Many on campus expressed outrage at the selection process they regard as bankrupt because most students and faculty weren’t consulted until the two finalists were named. Carol Adams, the secretary of the Illinois department of Human Services, is the other finalist. She spent Monday on campus responding to a similarly cynical crowd.

“We’re very upset by the style which you represent,” sociology professor Pancho McFarland told Watson during one forum.

“We’re upset at the process, yes, but we’re also upset by the two candidates presented, you included, that just don’t provide the direction we need to go,” says McFarland.

In the face of such strong criticism of the process and of the two candidates, Watson tried to defend himself, often walking between rows of seats as he talked and standing just a few feet away from people asking him questions.
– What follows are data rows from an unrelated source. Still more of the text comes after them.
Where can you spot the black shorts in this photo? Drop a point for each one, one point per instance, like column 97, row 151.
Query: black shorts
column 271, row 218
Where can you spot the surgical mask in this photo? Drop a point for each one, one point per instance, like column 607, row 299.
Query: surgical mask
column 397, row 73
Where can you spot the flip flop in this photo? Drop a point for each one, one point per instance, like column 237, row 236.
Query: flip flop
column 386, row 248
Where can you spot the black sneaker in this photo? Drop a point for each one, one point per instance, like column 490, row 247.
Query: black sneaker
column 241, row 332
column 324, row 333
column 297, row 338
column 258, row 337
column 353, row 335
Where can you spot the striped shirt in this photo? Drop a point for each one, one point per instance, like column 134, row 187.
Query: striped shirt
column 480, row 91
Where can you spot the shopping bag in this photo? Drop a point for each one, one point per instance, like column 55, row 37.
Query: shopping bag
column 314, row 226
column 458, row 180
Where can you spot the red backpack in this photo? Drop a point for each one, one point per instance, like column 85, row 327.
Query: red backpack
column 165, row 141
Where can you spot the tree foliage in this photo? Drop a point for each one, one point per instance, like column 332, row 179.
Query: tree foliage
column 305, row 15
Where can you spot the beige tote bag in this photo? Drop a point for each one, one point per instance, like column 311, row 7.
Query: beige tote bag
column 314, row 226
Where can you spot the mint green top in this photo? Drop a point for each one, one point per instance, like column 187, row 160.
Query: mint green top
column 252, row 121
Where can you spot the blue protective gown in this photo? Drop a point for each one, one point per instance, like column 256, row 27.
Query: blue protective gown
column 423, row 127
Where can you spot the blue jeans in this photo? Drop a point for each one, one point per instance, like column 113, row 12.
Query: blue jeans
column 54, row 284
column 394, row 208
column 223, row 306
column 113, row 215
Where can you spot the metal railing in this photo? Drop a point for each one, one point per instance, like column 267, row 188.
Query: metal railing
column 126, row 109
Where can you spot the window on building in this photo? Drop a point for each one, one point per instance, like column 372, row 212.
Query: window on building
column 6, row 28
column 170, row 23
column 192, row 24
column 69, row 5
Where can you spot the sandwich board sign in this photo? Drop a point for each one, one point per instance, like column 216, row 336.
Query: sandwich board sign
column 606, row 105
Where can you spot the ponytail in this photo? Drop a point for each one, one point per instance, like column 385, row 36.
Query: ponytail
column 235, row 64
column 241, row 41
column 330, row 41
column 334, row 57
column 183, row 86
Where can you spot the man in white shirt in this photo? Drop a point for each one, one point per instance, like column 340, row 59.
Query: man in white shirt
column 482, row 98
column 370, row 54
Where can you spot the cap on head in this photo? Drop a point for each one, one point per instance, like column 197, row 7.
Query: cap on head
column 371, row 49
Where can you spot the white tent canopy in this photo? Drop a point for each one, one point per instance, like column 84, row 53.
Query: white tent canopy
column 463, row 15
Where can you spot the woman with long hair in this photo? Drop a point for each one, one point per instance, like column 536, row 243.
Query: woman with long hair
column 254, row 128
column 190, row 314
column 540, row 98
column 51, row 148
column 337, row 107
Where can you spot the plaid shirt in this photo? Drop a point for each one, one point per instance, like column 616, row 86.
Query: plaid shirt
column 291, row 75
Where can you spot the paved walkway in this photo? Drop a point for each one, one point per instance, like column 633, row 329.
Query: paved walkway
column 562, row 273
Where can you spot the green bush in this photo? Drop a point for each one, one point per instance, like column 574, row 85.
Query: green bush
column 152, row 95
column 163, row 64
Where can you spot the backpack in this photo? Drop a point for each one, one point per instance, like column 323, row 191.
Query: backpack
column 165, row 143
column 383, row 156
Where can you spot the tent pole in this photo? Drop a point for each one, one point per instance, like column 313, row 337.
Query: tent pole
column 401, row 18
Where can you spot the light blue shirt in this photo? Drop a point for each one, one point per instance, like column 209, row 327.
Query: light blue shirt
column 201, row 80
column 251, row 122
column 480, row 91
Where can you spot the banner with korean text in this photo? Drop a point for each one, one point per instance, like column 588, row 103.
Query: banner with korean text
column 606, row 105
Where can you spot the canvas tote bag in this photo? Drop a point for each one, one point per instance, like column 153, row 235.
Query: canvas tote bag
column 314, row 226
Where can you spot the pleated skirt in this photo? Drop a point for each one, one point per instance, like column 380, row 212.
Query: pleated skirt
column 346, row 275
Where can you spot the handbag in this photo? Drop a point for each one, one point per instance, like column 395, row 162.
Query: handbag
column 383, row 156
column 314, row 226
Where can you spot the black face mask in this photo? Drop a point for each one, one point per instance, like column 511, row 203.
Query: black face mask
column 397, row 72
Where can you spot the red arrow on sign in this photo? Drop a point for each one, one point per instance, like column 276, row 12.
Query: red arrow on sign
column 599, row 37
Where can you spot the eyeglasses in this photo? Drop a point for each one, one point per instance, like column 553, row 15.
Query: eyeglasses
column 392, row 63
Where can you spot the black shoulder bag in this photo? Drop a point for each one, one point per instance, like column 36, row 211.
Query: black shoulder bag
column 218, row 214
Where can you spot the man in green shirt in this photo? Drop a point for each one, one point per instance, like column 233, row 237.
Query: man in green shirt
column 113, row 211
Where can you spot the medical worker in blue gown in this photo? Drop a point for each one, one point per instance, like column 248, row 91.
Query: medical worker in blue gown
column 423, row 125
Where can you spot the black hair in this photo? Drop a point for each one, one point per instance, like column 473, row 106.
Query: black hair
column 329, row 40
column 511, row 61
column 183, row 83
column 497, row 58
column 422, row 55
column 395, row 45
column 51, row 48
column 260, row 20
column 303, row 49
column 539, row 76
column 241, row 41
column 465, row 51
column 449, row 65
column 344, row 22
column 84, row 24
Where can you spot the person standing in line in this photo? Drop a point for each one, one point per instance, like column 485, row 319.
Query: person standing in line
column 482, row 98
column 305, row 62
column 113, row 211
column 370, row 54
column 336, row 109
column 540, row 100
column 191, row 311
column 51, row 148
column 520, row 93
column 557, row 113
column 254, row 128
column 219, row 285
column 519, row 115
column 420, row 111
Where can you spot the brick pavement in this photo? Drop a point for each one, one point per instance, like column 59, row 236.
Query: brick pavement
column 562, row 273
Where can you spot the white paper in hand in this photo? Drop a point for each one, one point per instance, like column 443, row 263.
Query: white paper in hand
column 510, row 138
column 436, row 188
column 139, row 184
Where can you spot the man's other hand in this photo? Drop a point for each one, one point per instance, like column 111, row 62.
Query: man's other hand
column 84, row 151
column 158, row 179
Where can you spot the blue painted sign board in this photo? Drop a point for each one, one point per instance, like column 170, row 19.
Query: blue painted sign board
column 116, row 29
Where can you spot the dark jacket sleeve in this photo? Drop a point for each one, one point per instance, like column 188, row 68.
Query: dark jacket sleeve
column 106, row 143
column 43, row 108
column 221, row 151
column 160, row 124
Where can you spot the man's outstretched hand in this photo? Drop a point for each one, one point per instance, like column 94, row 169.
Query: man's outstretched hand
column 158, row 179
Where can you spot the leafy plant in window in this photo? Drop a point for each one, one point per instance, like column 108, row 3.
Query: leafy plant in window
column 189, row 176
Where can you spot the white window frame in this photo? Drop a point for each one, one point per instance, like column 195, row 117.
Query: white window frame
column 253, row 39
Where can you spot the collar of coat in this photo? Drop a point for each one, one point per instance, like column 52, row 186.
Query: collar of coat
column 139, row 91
“I’m an educator,” Watson says. “My goal is to try to bring about change. My goal is to bring about education for students that will help them fulfill themselves.”

To that end, Watson proposed expanding many of CSU’s academic programs.

“I would be looking at a law school, I would be looking at a master’s degree in nursing, I would be looking at an MBA program in accounting,” he says.

But by mid-afternoon, many students and faculty made no secret that they were dissatisfied at Watson’s credentials and his answers. Many passed around a large rubber stamp reading “Do Not Hire,” putting the phrase across evaluation forms.

“I don’t think he’s qualified for the position,” says senior biology major Raven Curling. “He’s not prepared. He’s not aware of what we need and he doesn’t put any effort into trying to be (aware).”

Phillip Beverly, a political science professor, said the hiring of either Watson or Adams was a foregone conclusion, regardless of what students and faculty thought.

“Dr. Watson has been very clear in his unpreparedness to lead the university,” Beverly says. He adds, “That unpreparedness isn’t his fault. It rests with the board in making him a finalist.”